If only the headline were a metaphor.
I may have mentioned the only things I’m taking to Mexico are shoes, clothes, purses, skin care products, and dogs. That doesn’t seem like much but I have quite the stockpile and I drive a Jeep rather than a Suburban. I decided to buy a cargo box for the roof to carry the lighter items so the puppers have more room to stretch out during our trek down to Baja. The box I chose is cavernous and one of the reviews actually showed a grown-ass man fully inside of it for scale.
As is often the case, assembly was a bit tricky. The hinges for this box are at the front so marrying the top and bottom was awkward, given that this thing is 57 inches long. I’m only 61 inches long, ya know? I was able to maneuver the pieces so the hinges lined up but there was a clip that needed to go into a hole right there at the very front to keep the hinges from separating. So that meant I had to climb inside the black plastic box, hold the back of the box up so I could see what I was doing, and also attach this clip with my very sweaty fingers…and a 61-inch wingspan.

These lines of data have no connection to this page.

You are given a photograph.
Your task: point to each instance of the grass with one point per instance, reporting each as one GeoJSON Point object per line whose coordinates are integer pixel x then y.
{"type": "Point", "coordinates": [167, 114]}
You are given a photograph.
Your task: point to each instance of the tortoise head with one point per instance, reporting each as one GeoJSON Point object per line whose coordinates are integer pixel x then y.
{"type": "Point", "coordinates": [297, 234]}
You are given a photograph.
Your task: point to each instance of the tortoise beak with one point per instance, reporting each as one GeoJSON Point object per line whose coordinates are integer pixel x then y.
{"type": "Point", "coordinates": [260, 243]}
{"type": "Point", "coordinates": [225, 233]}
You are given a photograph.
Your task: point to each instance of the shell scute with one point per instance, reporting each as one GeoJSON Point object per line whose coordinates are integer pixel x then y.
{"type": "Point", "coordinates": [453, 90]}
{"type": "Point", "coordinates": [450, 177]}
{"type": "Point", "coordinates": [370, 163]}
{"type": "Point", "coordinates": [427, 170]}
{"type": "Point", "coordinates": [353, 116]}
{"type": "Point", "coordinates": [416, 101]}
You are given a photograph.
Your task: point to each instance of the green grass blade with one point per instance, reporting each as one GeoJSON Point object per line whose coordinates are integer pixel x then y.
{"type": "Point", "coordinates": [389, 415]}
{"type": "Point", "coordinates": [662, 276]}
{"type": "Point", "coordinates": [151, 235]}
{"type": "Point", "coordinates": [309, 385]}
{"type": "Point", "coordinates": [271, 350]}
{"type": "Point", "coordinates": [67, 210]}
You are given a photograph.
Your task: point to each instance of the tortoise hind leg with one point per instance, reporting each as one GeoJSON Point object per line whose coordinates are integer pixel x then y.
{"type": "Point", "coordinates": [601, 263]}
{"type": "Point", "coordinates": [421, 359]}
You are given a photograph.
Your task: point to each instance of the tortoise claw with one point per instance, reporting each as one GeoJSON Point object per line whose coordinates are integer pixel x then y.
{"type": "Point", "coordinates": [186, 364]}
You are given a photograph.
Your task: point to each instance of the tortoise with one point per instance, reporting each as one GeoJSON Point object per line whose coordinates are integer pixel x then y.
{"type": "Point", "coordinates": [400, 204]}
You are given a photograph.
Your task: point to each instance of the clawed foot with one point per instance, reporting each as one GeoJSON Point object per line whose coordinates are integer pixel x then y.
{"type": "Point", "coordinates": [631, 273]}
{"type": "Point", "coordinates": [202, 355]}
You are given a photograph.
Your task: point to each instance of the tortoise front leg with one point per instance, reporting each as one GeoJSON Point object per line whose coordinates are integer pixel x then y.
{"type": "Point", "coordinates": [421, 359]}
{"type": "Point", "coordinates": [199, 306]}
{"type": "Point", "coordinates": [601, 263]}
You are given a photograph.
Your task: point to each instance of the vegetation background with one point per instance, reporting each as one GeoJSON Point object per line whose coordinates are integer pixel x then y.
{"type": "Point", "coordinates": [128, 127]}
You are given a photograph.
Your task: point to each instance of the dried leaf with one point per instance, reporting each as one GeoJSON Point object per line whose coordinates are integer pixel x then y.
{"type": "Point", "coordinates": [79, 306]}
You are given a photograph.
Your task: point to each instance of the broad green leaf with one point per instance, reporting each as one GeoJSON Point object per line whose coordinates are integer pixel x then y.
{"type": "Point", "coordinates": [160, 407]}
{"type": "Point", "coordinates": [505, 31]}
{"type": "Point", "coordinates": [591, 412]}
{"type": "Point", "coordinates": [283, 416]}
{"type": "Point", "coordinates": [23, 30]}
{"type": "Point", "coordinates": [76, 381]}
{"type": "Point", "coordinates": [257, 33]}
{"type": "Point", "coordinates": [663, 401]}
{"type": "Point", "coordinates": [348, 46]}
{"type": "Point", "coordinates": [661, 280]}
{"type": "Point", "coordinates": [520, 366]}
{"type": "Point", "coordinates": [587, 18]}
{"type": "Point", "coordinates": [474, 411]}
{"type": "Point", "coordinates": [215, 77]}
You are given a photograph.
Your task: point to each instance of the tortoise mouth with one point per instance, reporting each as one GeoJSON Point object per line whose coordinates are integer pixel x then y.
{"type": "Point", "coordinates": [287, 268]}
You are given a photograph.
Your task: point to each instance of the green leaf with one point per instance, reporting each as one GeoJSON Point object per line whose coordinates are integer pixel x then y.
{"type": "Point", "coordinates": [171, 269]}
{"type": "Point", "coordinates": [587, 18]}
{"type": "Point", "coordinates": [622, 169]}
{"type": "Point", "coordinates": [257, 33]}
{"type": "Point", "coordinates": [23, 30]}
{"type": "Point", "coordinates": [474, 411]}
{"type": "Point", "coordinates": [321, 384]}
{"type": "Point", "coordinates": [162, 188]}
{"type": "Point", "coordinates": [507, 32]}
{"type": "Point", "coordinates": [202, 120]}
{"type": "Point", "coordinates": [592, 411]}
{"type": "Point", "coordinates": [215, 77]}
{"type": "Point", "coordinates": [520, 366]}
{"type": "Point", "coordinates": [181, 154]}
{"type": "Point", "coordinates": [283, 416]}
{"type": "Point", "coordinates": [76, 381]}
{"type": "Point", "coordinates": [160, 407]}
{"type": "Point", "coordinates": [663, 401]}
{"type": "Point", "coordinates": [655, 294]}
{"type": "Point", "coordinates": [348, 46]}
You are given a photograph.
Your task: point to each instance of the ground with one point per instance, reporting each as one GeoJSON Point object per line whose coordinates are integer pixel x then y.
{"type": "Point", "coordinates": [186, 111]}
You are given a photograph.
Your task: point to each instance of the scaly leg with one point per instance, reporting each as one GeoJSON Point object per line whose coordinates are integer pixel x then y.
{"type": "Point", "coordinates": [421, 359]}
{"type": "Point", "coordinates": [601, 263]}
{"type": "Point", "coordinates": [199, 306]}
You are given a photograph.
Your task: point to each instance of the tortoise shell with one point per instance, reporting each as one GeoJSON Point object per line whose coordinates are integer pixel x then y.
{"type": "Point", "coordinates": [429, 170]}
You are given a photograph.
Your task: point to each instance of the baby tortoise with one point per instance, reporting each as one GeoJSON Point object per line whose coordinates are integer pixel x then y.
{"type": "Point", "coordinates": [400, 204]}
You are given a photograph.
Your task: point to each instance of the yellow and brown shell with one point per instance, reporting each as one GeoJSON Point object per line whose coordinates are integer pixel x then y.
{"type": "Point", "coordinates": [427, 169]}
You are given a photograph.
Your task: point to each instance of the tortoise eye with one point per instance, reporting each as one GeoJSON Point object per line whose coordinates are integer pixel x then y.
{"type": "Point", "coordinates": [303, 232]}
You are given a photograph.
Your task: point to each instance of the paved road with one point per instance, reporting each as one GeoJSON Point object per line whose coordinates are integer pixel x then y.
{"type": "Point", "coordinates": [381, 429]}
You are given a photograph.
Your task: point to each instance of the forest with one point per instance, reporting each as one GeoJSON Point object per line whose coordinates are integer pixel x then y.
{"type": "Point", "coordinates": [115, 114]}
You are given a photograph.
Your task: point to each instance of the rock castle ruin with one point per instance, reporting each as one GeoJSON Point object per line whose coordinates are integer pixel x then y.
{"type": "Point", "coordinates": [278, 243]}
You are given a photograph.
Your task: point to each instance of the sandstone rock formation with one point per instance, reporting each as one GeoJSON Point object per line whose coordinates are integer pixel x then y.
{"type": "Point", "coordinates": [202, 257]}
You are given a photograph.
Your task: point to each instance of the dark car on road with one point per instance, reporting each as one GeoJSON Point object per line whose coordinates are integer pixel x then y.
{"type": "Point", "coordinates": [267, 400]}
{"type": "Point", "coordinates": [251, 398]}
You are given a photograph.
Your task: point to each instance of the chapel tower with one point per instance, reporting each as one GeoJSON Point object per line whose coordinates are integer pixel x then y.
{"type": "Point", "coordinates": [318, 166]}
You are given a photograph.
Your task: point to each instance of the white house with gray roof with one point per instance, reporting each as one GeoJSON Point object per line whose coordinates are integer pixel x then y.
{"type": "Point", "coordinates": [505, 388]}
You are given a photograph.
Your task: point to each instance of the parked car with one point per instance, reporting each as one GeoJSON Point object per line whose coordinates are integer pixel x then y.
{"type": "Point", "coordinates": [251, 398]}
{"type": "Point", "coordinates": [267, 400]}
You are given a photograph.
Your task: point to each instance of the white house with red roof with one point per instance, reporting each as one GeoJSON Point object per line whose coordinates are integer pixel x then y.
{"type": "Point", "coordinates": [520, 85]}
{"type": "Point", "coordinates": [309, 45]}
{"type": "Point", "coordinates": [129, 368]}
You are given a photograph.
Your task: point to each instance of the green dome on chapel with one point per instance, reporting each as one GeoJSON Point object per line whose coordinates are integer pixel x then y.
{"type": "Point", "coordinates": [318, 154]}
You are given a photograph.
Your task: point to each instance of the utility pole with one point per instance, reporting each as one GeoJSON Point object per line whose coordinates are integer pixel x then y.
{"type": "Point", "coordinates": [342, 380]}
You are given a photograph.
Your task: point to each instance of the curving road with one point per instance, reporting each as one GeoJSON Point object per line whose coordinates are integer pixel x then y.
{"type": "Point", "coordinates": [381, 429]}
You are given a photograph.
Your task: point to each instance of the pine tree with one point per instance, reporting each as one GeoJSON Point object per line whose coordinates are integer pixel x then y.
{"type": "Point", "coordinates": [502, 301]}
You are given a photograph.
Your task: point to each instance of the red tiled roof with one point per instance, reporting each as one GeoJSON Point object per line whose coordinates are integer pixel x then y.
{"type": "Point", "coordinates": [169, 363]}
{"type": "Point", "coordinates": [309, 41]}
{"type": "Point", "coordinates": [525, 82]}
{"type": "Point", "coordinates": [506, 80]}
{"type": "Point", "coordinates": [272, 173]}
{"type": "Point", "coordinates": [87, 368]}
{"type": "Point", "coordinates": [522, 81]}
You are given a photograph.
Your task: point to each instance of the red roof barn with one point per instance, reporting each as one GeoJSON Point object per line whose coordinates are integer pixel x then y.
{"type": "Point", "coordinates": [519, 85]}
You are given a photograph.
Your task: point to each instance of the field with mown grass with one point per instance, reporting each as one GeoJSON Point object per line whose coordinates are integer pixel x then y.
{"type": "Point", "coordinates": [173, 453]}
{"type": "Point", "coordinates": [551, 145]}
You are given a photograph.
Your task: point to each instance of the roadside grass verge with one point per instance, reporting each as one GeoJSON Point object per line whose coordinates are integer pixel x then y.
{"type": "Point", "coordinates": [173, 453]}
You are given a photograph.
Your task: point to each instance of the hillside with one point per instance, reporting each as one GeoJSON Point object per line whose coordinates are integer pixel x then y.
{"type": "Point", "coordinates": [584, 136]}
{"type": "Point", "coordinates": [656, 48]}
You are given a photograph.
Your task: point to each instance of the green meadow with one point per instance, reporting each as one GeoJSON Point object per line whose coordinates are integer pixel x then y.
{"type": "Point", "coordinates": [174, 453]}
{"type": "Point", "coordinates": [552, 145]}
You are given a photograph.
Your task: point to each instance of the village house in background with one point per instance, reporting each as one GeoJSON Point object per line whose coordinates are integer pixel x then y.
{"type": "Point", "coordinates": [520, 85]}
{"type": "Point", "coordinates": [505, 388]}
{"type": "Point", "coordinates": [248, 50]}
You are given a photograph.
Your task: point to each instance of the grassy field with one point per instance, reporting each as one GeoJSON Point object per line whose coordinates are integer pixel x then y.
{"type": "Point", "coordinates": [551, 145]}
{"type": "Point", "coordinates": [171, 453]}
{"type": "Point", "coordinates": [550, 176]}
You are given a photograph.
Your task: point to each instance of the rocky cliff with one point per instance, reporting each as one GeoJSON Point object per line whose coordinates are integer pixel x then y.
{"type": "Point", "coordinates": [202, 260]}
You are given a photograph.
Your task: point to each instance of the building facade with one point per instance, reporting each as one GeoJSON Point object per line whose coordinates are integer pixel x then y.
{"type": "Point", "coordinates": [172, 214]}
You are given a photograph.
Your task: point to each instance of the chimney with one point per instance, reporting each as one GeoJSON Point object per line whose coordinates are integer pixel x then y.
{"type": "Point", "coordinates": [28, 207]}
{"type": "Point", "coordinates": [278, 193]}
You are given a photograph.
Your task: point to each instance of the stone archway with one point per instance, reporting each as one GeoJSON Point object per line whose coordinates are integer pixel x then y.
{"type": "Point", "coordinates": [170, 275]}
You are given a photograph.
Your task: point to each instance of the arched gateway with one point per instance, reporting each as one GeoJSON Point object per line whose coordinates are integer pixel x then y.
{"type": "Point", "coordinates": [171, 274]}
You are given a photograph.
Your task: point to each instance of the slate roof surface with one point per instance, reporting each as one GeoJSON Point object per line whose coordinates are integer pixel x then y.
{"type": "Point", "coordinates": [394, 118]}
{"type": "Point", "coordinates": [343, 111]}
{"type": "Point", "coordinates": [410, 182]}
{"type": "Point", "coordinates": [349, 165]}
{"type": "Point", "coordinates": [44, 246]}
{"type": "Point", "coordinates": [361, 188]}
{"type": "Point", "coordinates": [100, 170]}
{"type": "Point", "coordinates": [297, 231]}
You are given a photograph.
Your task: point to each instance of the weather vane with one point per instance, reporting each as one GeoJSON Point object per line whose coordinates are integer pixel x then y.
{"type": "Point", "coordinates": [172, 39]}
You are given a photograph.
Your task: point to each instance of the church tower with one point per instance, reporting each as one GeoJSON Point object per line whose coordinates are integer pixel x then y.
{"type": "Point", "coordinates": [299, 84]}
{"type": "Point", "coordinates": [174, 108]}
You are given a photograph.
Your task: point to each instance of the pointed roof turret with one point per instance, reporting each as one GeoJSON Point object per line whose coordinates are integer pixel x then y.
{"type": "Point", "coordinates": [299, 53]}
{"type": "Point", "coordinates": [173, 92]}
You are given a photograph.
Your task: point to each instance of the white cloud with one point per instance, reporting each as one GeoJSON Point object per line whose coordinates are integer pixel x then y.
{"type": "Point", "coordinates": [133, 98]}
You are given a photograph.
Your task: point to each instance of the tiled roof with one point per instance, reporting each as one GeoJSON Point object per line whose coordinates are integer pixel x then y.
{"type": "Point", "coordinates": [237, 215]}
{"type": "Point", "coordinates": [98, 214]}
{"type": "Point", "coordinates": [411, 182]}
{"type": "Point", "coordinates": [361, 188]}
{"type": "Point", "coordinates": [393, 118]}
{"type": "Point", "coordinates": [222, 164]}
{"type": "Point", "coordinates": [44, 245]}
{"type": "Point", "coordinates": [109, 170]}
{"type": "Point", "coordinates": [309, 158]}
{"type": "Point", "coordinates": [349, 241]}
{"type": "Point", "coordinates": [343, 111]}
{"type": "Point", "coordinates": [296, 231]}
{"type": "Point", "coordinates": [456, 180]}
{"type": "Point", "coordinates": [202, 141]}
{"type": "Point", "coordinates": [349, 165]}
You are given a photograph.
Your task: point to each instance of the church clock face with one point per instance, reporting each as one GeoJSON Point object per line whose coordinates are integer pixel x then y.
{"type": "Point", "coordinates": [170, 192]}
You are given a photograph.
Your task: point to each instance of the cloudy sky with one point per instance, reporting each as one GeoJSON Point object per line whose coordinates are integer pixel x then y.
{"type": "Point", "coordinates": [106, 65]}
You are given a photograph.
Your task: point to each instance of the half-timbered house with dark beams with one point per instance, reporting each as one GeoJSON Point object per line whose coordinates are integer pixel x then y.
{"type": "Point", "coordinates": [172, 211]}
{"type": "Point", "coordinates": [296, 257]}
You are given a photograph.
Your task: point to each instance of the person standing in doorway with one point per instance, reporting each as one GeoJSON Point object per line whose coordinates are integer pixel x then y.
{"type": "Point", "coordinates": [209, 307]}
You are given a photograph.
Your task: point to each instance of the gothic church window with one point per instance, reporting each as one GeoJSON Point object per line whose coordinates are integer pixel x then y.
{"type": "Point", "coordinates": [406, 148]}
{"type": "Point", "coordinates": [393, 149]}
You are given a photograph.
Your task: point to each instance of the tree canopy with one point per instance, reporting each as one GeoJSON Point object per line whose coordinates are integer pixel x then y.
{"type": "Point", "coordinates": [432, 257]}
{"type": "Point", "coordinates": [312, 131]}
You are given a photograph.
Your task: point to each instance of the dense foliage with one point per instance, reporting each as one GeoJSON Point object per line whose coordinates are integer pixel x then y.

Unfortunately, my t-shirt got caught on the lock at the back of the box and I was stuck. I’m not severely claustrophobic but being physically trapped in a black plastic box was a bit alarming. The lock caught my shirt near my left shoulder so I had very little mobility and nearly dislocated my shoulder getting unstuck. I also hyper-extended my dumb thumb. As I was struggling with all of this I was just thinking to myself, “Suffocated in a plastic cargo box…what a fucking way to go.”
Anyway, the goddamned thing is together and ready to mount to the roof rack. I’m just waiting for my surfboard to deliver and I’ll be all set.